UN Burma envoy set to brief Ban

Ibrahim Gambari - 12/2/2009
Critics say Mr Gambari has achieved little in Burma

UN envoy Ibrahim Gambari has left Burma after a two-day visit aimed at paving the way for a possible visit by UN Secretary General Ban Ki-moon.

State media reported that Mr Gambari met Foreign Minister Nyan Win on two occasions to discuss a visit by Mr Ban.

But he is not believed to have met jailed pro-democracy leader Aung San Suu Kyi, currently on trial accused of breaking the terms of her detention.

Mr Gambari is now expected to brief Mr Ban before a possible visit in July.
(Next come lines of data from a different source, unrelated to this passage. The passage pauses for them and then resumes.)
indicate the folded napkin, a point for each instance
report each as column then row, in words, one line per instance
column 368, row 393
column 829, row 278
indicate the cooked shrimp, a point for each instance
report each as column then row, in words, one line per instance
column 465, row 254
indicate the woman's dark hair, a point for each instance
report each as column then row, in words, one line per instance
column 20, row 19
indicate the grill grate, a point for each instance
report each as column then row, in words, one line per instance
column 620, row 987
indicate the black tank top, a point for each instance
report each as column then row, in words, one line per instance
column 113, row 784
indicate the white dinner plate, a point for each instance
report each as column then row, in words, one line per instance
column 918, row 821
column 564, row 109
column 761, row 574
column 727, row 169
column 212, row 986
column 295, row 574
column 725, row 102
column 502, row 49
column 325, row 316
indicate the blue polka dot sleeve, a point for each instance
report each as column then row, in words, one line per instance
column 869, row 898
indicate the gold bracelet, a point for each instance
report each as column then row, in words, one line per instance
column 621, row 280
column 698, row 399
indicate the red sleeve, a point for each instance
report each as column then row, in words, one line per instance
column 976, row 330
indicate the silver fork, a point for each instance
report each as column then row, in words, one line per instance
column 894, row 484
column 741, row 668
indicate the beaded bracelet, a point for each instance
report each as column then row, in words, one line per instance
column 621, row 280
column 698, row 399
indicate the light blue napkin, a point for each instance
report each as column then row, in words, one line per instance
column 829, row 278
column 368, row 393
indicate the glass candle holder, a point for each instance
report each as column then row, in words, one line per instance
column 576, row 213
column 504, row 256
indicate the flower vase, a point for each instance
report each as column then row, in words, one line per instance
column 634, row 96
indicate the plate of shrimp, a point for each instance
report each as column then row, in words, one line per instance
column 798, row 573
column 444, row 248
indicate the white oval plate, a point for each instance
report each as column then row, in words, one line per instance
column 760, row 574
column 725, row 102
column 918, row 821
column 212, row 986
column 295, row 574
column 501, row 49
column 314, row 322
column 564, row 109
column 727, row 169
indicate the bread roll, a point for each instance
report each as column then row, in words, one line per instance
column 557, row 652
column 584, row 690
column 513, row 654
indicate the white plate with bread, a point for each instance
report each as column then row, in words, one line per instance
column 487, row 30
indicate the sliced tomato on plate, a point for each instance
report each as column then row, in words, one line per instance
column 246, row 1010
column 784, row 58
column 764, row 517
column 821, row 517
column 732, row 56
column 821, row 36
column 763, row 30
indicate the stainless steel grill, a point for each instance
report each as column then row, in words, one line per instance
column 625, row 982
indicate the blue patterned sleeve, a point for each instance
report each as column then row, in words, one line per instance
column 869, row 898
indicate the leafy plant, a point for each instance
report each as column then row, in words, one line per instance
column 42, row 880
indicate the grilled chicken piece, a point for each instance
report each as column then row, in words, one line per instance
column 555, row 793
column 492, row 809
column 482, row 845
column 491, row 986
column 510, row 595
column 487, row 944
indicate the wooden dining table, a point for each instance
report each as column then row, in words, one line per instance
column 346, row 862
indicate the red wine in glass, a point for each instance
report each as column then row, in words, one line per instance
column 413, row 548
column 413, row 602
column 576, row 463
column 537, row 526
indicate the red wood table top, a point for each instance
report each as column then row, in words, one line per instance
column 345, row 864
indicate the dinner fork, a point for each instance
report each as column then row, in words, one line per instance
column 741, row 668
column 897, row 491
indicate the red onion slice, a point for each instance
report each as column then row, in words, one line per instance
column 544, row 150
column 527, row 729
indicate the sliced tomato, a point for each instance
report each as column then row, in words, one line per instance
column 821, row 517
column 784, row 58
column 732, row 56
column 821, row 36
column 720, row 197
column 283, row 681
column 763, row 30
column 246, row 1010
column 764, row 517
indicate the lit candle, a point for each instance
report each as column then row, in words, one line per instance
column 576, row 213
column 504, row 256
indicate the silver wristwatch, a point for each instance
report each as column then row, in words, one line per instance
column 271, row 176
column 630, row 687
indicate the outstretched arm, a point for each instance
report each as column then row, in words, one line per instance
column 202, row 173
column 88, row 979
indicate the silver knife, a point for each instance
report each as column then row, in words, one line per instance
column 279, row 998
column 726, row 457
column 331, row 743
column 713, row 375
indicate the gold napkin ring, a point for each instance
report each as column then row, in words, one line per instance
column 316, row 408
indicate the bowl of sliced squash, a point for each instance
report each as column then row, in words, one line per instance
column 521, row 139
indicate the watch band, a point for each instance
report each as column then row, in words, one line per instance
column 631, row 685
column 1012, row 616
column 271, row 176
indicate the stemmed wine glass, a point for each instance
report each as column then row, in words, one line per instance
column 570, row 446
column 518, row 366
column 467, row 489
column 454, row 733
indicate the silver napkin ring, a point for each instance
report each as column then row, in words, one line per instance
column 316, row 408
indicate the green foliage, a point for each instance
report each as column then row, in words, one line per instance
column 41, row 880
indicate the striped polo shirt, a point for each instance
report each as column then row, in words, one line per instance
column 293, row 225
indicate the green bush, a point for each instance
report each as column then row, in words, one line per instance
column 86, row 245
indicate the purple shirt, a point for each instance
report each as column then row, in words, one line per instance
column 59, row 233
Correspondents say Mr Ban is wary of his trip being used by the generals to endorse their treatment of Ms Suu Kyi.

The trial has been widely condemned as a ruse to keep Ms Suu Kyi in jail during a general election which the ruling junta has scheduled for next year.

Progress stalled?

After arriving in Rangoon on Friday Mr Gambari travelled to Burma's capital, Nay Pyi Taw, where he held talks with the foreign minister.

"Mr Gambari met Nyan Win on 26 and 27 June. They discussed Mr Ban Ki-Moon's visit to Myanmar [Burma]," AFP news agency quoted state television as saying.

Mr Gambari has now visited Burma eight times as special envoy.

He has spent many of those visits trying to promote political reconciliation between the military government and the pro-democracy movement led by Ms Suu Kyi.

But critics say he has managed to change little.

And the position of Ms Suu Kyi, under house arrest for most of the past 19 years, seems to have become yet more precarious.

She has been moved to Rangoon's Insein jail during her trial - sparked when a US man swam to her home and stayed the night, which the junta said amounted to her breaking the terms of her detention.

She faces five years in jail if found guilty.

But the trial was again postponed last Friday until 3 July - the latest in a series of delays over allowing more defence witnesses.

Burma's military rulers have refused to recognise the results of a general election in 1990, won by Ms Suu Kyi's National League for Democracy party.